I lost my poet’s voice after ten years of publishing pieces in small presses. I no longer liked the whiny, yearning man my poems depicted. There were still turns of phrase, acute observations, and strings of words that had music to them, but the overarching sentiment was no longer something I cared for.
I’d once pegged my future life to poetry, having moved on from a year and a half in Alaska post-college to admissions to several topnotch poetry MFA programs around the country. Should I study with William Stafford or Stanley Kunitz, Galway Kinnell or Allen Ginsberg?
I chose New York City because my friends were there. I rode the subway incessantly, scribbling observations, word-plays, internal and external rhythms and rhymes. I had a plan to rewrite Dante using the MTA as my Virgil. Once I lost a large notebook and somehow retrieved it after several hours riding trains to retrace my steps.
I gave a public reading that drew dozens of friends, but also dozens I’d attracted via a write-up in the SoHo Weekly News.
Ginsberg said I didn’t need the MFA and its financial burdens. Kinnell said I could audit his classes and keep doing what I was doing. I joined a group of Ivy-League graduates who met weekly to discuss their writing. Many were starting to publish. Many have since had careers described by others as “writer’s writers.” We talked about what we were reading as much as what we were writing.
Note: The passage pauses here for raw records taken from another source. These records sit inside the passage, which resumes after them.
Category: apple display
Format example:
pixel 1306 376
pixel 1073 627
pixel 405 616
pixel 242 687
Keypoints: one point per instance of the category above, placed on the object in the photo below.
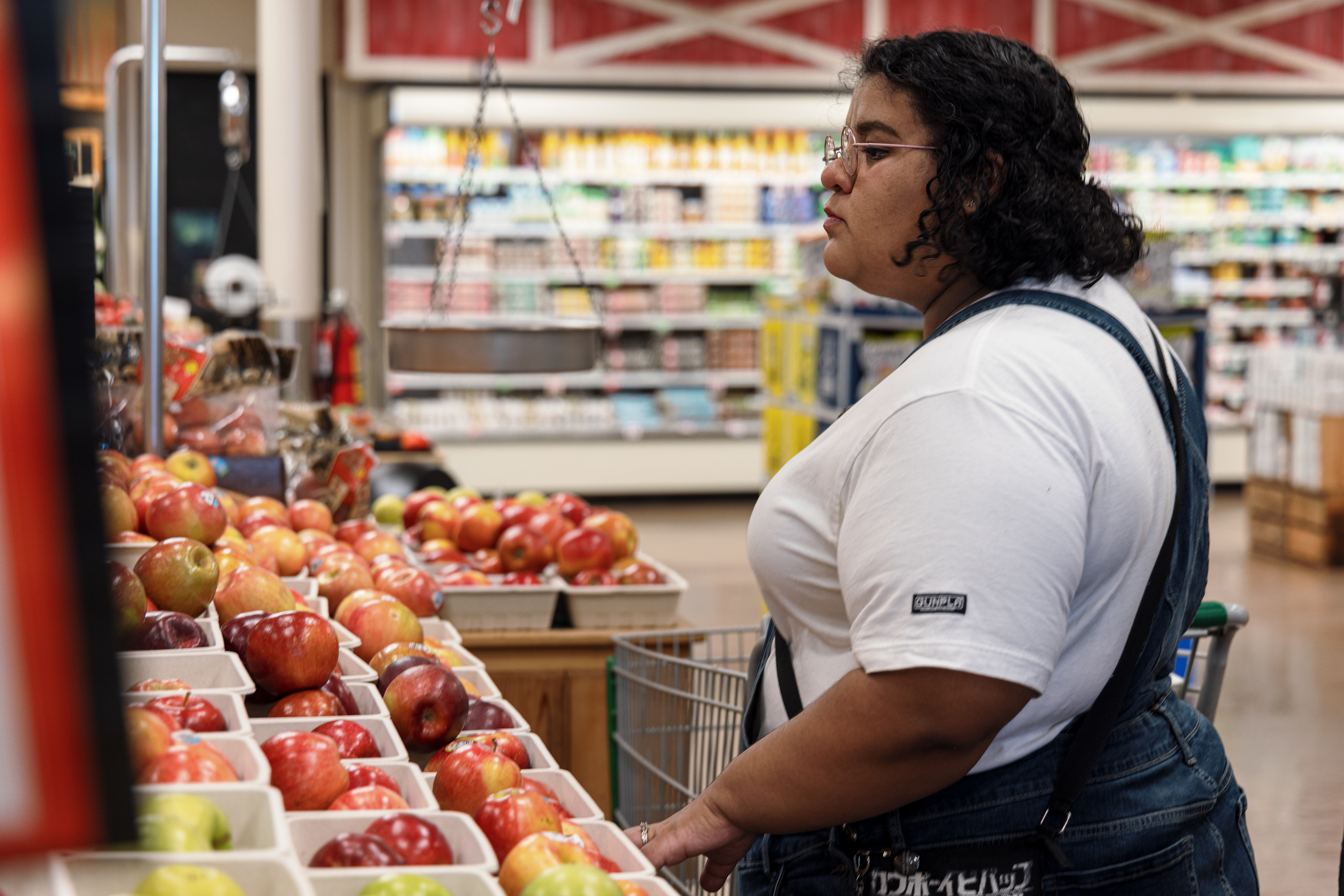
pixel 192 712
pixel 192 466
pixel 291 554
pixel 414 839
pixel 128 600
pixel 179 574
pixel 584 550
pixel 336 687
pixel 307 705
pixel 508 816
pixel 470 775
pixel 355 851
pixel 190 512
pixel 413 587
pixel 119 511
pixel 479 528
pixel 306 769
pixel 252 589
pixel 362 775
pixel 428 706
pixel 186 764
pixel 353 739
pixel 168 631
pixel 292 651
pixel 381 622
I carried it all upstate with me, but by then I’d sidetracked into attempts at producing Off-Off Broadway theater, writing and producing Independent film, putting on cutting-edge post-punk concerts and events. Making a living. living a life.
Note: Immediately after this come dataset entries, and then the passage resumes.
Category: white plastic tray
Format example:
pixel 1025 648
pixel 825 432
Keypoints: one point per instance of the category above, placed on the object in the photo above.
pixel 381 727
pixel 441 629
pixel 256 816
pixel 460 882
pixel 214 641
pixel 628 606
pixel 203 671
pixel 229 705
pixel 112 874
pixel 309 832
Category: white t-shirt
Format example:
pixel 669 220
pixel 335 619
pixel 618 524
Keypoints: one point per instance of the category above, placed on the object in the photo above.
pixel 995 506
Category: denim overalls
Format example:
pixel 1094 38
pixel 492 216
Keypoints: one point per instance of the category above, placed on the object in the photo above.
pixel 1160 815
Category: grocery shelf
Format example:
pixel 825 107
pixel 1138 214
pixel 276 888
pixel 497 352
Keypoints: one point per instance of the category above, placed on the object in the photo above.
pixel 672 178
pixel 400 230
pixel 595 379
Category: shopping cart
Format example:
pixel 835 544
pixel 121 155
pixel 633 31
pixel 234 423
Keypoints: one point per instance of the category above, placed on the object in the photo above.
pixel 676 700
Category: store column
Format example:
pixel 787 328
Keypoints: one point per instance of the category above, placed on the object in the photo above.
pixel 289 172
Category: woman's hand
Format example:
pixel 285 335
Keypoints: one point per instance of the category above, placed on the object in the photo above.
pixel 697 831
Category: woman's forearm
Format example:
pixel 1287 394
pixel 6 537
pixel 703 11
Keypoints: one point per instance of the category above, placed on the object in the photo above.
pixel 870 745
I lived alone to concentrate. Started to make money as a small-town journalist.
Lost my voice.
Over the years I’ve found myself losing other things, as well. I’ve walked into major galleries where everything post-Impressionist looked like blurs to me. For years I couldn’t read fiction. Then I couldn’t read non-fiction.
Will my fickleness have left me with no accomplishments?
Got to keep busy. I have deadlines to meet. And notebooks yet to fill.
I’m working now on the poetry and art of living, I guess. I hope.